Trump Forced To Keep Staff Because No One Else Wants To Work For Him
Rumors that big changes could be coming for Trump’s team have circulated for weeks. But President Trump is facing serious challenges in restructuring a White House, and it’s not for the lack of talented people out there.
Republicans say the problems mean that Trump, an outsider who basically took over the party, is still viewed with suspicion in establishment circles.
“The talent pool is shrinking, because who wants to sign up for crazy?” said Michael Steele, the former chairman of the Republican National Committee (RNC).
“Nobody wants to step into a situation where you’re flying by the seat of your pants and don’t know whether what you just said will hold up from one news cycle to the next,” he added. “Nobody is going to be lining up for positions with that much uncertainty.”
The abrupt resignation of White House communications director Michael Dubke, who handed in his papers before Trump’s foreign trip, highlights the president’s dilemma.
Dubke’s departure, which was only announced on Tuesday, comes amid hand-wringing by Republicans over the trajectory of the GOP president, who has seen his approval numbers sag.
Investigations by congressional panels and a new special prosecutor looking into Russia’s role in last year’s presidential election have slowed Trump’s agenda and repeatedly thrown the administration off balance.
So has the general turbulence on Team Trump, which has struggled to put together a consistent message — in part because of the Trump’s own tendency to go off script.
Corey Lewandowski, Trump’s combative former campaign manager, and ex-deputy campaign chief David Bossie are rumored to be under consideration to operate a so-called war room to deal with the deepening Russia controversy.
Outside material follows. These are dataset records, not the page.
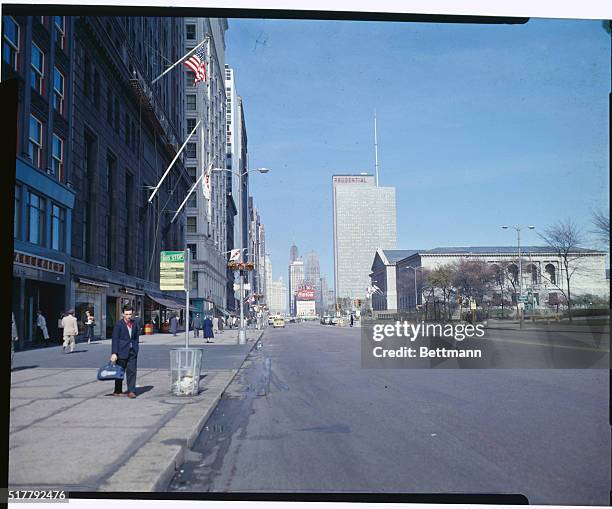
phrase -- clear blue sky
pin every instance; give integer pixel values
(478, 126)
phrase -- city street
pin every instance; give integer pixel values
(303, 416)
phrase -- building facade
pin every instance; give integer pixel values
(543, 274)
(207, 219)
(364, 218)
(296, 279)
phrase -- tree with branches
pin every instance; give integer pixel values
(565, 239)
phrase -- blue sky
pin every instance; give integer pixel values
(478, 126)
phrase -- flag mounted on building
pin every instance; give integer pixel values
(197, 64)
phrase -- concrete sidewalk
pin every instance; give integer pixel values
(68, 432)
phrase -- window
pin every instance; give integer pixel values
(192, 224)
(192, 202)
(35, 143)
(109, 106)
(191, 102)
(191, 150)
(36, 219)
(10, 42)
(190, 29)
(194, 251)
(58, 158)
(37, 78)
(58, 91)
(17, 216)
(59, 35)
(97, 90)
(58, 227)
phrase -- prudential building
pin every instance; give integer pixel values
(364, 221)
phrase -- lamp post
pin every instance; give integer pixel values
(518, 229)
(242, 331)
(415, 287)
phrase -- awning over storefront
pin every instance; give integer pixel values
(92, 282)
(170, 303)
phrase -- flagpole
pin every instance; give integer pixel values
(172, 163)
(180, 60)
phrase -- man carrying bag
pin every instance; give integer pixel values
(125, 351)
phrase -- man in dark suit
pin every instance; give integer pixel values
(125, 350)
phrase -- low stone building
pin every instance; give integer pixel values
(398, 274)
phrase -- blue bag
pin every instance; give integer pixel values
(110, 372)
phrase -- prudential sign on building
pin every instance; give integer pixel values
(172, 270)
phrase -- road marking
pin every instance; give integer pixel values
(529, 343)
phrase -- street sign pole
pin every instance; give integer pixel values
(187, 287)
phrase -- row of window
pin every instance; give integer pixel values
(38, 212)
(35, 149)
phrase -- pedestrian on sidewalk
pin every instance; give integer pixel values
(90, 321)
(71, 330)
(14, 337)
(197, 325)
(43, 332)
(173, 325)
(208, 329)
(125, 351)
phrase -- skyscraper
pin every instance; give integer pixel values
(364, 220)
(293, 253)
(296, 278)
(312, 275)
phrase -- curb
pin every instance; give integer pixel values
(175, 458)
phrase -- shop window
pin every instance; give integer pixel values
(10, 42)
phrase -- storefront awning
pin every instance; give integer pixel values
(170, 303)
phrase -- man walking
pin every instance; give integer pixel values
(71, 330)
(125, 351)
(197, 325)
(43, 332)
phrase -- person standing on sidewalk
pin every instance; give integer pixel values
(90, 321)
(43, 332)
(124, 349)
(197, 325)
(208, 329)
(173, 325)
(14, 336)
(71, 330)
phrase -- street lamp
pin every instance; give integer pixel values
(415, 287)
(518, 240)
(242, 330)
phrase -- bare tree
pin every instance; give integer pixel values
(442, 278)
(565, 238)
(601, 226)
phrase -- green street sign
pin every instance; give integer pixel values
(172, 270)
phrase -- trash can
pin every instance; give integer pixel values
(185, 367)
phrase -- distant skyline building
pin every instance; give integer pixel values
(296, 278)
(312, 274)
(278, 297)
(293, 253)
(364, 221)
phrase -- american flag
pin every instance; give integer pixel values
(197, 63)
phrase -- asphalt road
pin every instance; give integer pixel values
(304, 416)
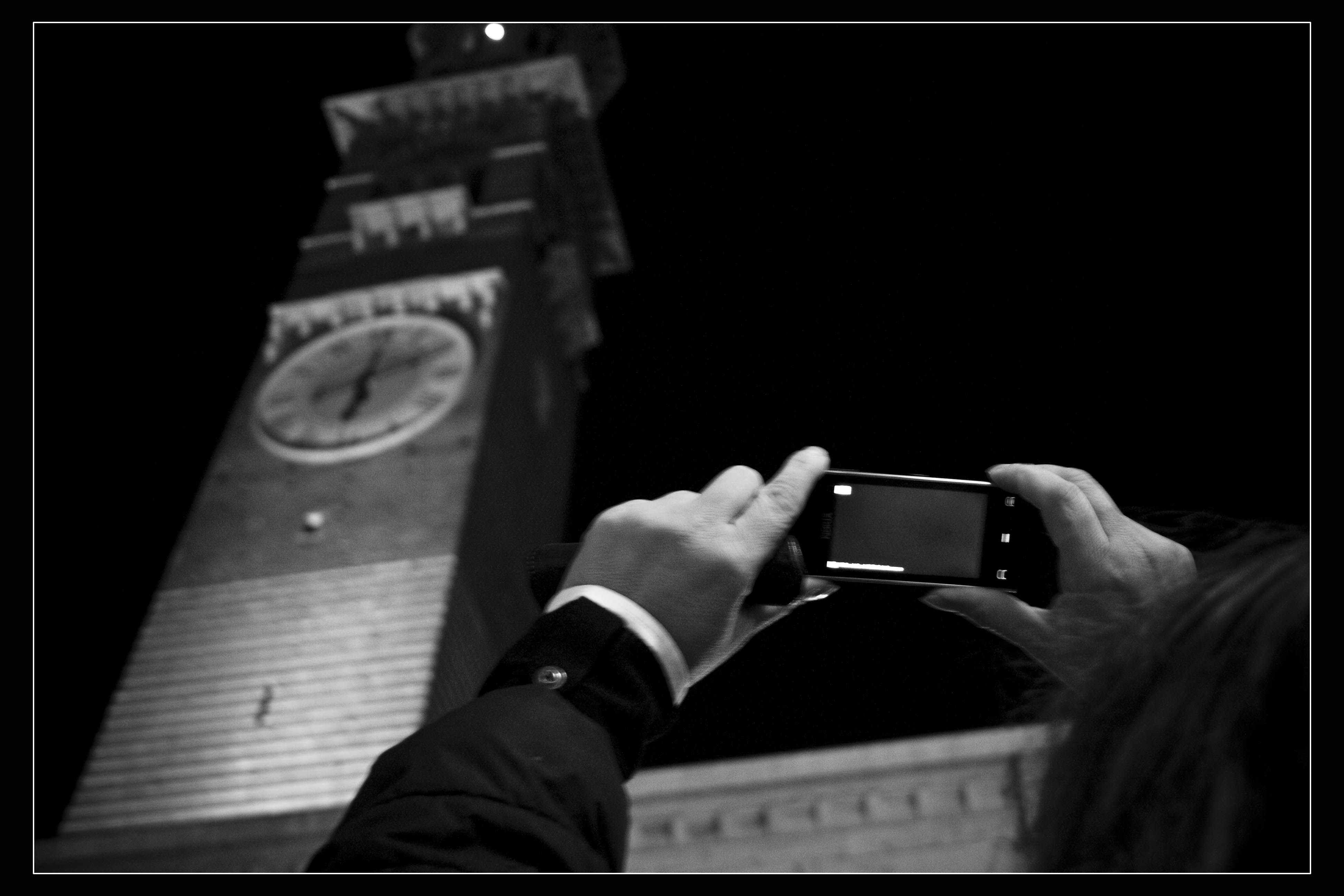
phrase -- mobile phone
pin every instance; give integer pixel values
(921, 531)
But it is unclear whether he would be able to get the administration on track.
Political experts doubt it, arguing Trump himself must set the ship straight with his own behavior.
“I don’t foresee any staff changes having an impact on the trajectory of this administration,” said Ryan Williams, a former adviser to 2012 GOP presidential nominee Mitt Romney. “You cannot retool the communications operation unless the principal retools.”
Trump has repeatedly undercut his own team, sending advisers out to defend impossible positions or contradicting his spokespeople on key issues, often resulting in days of crisis management.